Personally I'm quite happy with reasonably made sinc-type filter for replay and leave it to the people making recordings to decide what they prefer for a given recording. Beyond that, I regard replay filter choice as a form of 'tone control adjustment'. Simply because what you get comes from the combination of everything in the chain - including variable parts you weren't involved in choosing that differ from one recording to the next.
 
I'm quite happy with reasonably made sinc-type filter for replay and leave it to the people making recordings to decide what they prefer for a given recording.
That's true of the final mix, but if the final mix is hi res (or analogue for an old recording) then what I'm talking about - the choice of CD rate anti-aliasing filter (or for analogue ADC filter) and its alleged impact upon the sound - comes later, in reality often done even by a separate organisation i.e. the mastering engineers.
 
That's true of the final mix, but if the final mix is hi res (or analogue for an old recording) then what I'm talking about - the choice of CD rate anti-aliasing filter (or for analogue ADC filter) and its alleged impact upon the sound - comes later, in reality often done even by a separate organisation i.e. the mastering engineers.

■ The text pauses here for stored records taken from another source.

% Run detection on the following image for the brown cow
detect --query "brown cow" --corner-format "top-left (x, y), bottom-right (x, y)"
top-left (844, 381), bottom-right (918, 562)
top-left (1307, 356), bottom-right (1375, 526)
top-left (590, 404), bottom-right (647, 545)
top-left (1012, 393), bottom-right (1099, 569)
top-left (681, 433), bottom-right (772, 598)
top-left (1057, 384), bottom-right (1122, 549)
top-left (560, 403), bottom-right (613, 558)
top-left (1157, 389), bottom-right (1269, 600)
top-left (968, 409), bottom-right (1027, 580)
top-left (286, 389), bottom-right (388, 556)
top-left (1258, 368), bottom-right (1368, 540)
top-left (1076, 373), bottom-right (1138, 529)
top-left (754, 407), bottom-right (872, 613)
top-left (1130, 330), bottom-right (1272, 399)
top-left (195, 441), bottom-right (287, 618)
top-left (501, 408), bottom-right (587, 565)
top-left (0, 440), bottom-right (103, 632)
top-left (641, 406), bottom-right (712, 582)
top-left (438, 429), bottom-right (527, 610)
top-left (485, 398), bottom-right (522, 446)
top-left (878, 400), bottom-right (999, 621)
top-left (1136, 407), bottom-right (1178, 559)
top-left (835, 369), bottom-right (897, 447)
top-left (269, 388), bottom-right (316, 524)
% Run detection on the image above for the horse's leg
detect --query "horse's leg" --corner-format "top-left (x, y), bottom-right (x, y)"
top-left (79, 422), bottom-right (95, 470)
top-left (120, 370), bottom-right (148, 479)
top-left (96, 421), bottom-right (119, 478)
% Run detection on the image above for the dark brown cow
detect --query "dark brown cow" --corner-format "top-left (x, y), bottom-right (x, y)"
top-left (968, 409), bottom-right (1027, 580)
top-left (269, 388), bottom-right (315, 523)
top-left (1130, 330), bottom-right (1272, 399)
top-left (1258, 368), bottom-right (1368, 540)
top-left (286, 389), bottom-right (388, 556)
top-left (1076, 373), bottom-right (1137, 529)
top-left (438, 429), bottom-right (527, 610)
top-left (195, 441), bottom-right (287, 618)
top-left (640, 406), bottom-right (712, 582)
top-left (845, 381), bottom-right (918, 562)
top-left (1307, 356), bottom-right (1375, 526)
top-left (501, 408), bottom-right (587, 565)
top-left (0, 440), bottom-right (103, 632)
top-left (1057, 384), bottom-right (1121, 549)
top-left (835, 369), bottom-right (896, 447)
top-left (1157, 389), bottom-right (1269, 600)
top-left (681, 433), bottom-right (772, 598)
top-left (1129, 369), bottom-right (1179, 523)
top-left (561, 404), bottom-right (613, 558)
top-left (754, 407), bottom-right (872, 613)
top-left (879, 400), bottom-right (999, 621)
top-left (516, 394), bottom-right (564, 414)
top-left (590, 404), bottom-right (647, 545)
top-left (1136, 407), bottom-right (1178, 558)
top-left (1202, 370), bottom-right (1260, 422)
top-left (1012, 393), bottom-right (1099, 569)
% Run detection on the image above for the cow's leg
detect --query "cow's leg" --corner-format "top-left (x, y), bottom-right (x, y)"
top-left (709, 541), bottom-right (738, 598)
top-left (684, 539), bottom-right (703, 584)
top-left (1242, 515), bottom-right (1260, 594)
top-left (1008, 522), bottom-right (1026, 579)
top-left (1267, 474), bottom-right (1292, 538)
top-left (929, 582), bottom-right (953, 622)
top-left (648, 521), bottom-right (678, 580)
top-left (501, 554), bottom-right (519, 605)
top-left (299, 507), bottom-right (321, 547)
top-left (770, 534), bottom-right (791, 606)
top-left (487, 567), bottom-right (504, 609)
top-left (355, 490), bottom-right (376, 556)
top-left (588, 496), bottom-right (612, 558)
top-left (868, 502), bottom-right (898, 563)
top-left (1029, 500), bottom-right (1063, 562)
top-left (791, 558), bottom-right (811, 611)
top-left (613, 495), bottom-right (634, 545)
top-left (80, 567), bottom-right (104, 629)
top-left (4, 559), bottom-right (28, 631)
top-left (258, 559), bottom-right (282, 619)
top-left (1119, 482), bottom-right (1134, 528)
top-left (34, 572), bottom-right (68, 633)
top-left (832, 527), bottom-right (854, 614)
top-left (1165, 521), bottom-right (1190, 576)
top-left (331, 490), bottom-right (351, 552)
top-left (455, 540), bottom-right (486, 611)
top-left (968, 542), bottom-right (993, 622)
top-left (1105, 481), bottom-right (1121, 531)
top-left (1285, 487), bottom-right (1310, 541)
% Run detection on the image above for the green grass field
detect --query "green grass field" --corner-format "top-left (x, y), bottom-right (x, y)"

True enough. And also IMHO the reason so many 'remasters' are fouled up by clipping and/or insane amounts of level compression, etc.Problem is that the end-user is then stuck with this. You can use your replay filters to try and correct for variations of the inband linear response. But aliases, clipping, etc, added by a 'remastering guru' aren't generally correctable or removable on the end-product. Best you can do is apply a 'tone control' to try and make some of the damage less distracting if you're lucky.
 
For sure. I'd say most "remasters" I've heard have been a step backward!

PS: Most aspects of a filter could technically be called a tone control (though changing these would change more than frequency response) ... but phase type is different, since it does not change the frequency response.